In the Laravel 4 ou 5
and Symfony
frameworks, I realize that there are two classes that are essential for the operation of the whole system: ServiceContainer and ServiceProvider.
It seems to be a way for you to store instances of classes with their dependencies already resolved, or else a Closure
, which loads the definitions of these dependencies (I think these are the "services"). So, when calling a certain service (which is in the container), we are calling the instance of the desired class simpler.
I'm going to give you an example of what I'm trying to say, but there's no ServiceProvider (service provider), but only using the service container:
Service Container
class UrlGenerator
{
public function __construct(Request $request)
{}
}
class Request{
public function __construct(Header $header){}
}
class Header{}
Here comes the definition of the instances in the container.

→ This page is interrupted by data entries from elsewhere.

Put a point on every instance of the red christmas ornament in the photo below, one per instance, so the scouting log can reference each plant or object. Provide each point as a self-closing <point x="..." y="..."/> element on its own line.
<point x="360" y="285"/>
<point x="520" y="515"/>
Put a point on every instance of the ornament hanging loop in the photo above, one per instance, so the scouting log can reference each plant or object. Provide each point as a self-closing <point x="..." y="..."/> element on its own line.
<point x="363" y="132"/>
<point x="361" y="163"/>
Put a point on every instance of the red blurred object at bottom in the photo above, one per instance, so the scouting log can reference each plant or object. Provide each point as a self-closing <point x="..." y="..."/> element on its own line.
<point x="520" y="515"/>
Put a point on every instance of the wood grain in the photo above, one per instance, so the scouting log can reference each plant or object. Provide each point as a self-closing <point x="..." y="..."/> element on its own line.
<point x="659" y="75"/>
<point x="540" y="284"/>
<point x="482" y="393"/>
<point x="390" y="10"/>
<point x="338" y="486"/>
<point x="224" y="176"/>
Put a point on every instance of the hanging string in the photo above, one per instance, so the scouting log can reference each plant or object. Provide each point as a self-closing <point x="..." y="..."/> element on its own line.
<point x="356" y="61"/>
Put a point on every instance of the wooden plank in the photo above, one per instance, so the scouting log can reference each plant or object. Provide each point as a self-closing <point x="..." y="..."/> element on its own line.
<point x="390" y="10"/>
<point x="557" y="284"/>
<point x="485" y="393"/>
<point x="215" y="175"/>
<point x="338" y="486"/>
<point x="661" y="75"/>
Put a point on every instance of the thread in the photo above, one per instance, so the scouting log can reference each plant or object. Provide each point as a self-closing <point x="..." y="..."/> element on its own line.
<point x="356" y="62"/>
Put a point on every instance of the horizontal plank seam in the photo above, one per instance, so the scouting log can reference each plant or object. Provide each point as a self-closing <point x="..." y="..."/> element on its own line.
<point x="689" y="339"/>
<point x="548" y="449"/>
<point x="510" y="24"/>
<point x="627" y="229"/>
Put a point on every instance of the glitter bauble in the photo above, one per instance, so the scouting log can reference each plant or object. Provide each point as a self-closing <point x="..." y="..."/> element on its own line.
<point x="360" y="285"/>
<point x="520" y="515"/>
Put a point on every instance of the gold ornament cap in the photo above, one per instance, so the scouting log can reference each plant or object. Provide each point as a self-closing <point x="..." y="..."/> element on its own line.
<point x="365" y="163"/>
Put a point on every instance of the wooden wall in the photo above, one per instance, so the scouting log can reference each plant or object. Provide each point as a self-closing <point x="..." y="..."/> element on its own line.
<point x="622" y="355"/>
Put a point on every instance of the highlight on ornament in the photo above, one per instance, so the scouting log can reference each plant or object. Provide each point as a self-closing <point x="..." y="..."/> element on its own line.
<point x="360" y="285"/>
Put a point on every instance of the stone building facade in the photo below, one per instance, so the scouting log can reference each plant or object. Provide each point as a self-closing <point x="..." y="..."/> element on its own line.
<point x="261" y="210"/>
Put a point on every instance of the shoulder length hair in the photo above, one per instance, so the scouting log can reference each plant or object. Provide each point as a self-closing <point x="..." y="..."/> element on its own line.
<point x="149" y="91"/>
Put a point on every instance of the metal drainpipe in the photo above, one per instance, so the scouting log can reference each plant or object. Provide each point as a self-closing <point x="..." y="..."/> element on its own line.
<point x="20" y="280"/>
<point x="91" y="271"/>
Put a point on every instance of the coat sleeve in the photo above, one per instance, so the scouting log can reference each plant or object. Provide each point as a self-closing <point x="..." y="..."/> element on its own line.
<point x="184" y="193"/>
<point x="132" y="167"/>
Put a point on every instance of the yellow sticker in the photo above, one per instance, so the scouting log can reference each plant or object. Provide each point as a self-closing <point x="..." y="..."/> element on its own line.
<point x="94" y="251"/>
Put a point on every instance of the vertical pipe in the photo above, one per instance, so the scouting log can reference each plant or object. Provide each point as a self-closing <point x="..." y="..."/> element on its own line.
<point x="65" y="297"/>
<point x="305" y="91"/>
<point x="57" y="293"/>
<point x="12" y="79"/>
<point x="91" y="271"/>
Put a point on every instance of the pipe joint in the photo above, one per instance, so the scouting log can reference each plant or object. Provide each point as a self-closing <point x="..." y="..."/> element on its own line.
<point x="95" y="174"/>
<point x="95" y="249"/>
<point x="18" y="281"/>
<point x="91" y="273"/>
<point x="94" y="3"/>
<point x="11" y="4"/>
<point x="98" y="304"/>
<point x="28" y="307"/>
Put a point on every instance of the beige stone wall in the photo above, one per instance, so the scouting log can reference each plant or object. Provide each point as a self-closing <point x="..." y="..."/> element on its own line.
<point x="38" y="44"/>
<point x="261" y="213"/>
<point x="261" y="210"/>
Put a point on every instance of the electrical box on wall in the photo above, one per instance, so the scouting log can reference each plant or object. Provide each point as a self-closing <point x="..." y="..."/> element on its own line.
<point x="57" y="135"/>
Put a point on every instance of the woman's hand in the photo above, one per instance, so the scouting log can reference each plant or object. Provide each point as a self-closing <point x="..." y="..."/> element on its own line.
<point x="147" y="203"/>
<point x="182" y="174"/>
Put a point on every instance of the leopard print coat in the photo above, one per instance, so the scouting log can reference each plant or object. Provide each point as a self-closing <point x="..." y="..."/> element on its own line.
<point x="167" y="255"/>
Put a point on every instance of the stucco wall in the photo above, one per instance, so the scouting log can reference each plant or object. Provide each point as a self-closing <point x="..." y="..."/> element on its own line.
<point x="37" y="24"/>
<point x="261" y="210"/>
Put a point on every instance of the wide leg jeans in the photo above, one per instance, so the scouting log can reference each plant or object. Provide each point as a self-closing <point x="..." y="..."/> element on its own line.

$app->bind('header', function () {
return new Header;
});
$app->bind('request', function ($app)
{
return new Request($app->getService('header'));
});
$app->bind('url', function ($app)
{
return new UrlGenerator($app->getService('request'));
});
So if we needed to use the class UrlGenerator
, instead of always having to pass as an instance of Request
, we could do this:
$app->getService('url')->getRoot();
Service Provider
In the other case, we have ServiceProvider
, which could do the following:
class UrlGeneratorProvider extends ServiceProvider
{
public function register()
{
$this->app->bind('url', function ($app) { /** **/});
}
}
Then in this case, it would be called by ServiceContainer
$app->setService(new UrlGeneratorProvider);
In this case, I understand that UrlGeneratorProvider
, passes the definition needed to create the service, simply through the register
method.
I found this pattern interesting and would like to know what their name is. For some frameworks the classes responsible for containing all services are called Application
, Container
or ServiceContainer
. In the case of "service providers" the names are always these, most of the time.